それを遊戯は、肯定と思ってくれたのだろうか
「お前を始めてみた時オレのクラスメートを思い出したんだ。」
話し出した。
「お前の様に蒼い瞳をしたヤツで、そいつのイメージカラーが白だったんだ。
オレは、そいつの事何時も苗字で呼んでるんだ。
ソイツには、申しワケないけどお前にソイツの名前を着けたいと思ったんだ。
ソイツの名前は『海馬瀬人』って言うんだ。長身でイケ面で頭脳明晰。
非の打ち所が無いんだけど余り学校に来ない不登校児なんだぜ。」
俺を見て俺を思い出した。
遊戯の言葉は、自分を誉める言葉。
正直海馬は、恥かしかった。
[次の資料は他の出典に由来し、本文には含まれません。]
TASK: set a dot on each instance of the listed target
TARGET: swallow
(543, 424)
照れくさかった。
賛辞は、嫌って程耳にする。
だがそれは、海馬家の御曹司としての賛辞。
何の飾りっ気も無い賛辞を耳にするのいは、初めてでこんなに恥かしく照れくさく嬉しいモノだとは、
思いもしなかった。
それに心地いい。
きっと今の自分が人の姿だったら赤面しているだろう。
ネコの姿である事に感謝した。
海馬も遊戯の事が気になっていた。
何時も仕事で多忙を極めている。
だから学校に毎日行けない。
時間を調整して何とか学校に行くが人と慣れあう事を嫌う性格が禍して遊戯に話しかける事が出来ない
でいたのだ。
そのストレスからか出張先で紅葉関係のグッズを見ると遊戯の姿と重なりついつい購入してしまう。
お陰でモクバから貰うお土産でさえも紅葉関係。
(別に紅葉が好きと言うわけでも無いんだが・・・)
だが折角の行為無碍に出来ないので在り難く頂戴しておく。
遊戯に背中を撫でられながら
「ソイツの名前でもある『瀬人』をお前の名前にするぜ」
と言われた瞬間固まってしまった。
まさかそのまま本当の名前を付けられるとは、思っても居なかったから。
しかも名前で呼ばれるなんて・・・
肯定や否定を意味する鳴き声が出なかった。
その代わりに何か甘いものが胸の中で込み上げてくるのが解った。
海馬には、それが何なのか解らなかったし何故遊戯をここまで気にかけるのでさえ解らなかった。
ただ自分は、遊戯が嫌いでは無い事。
彼を特別視している事だけが今わかっている事だった。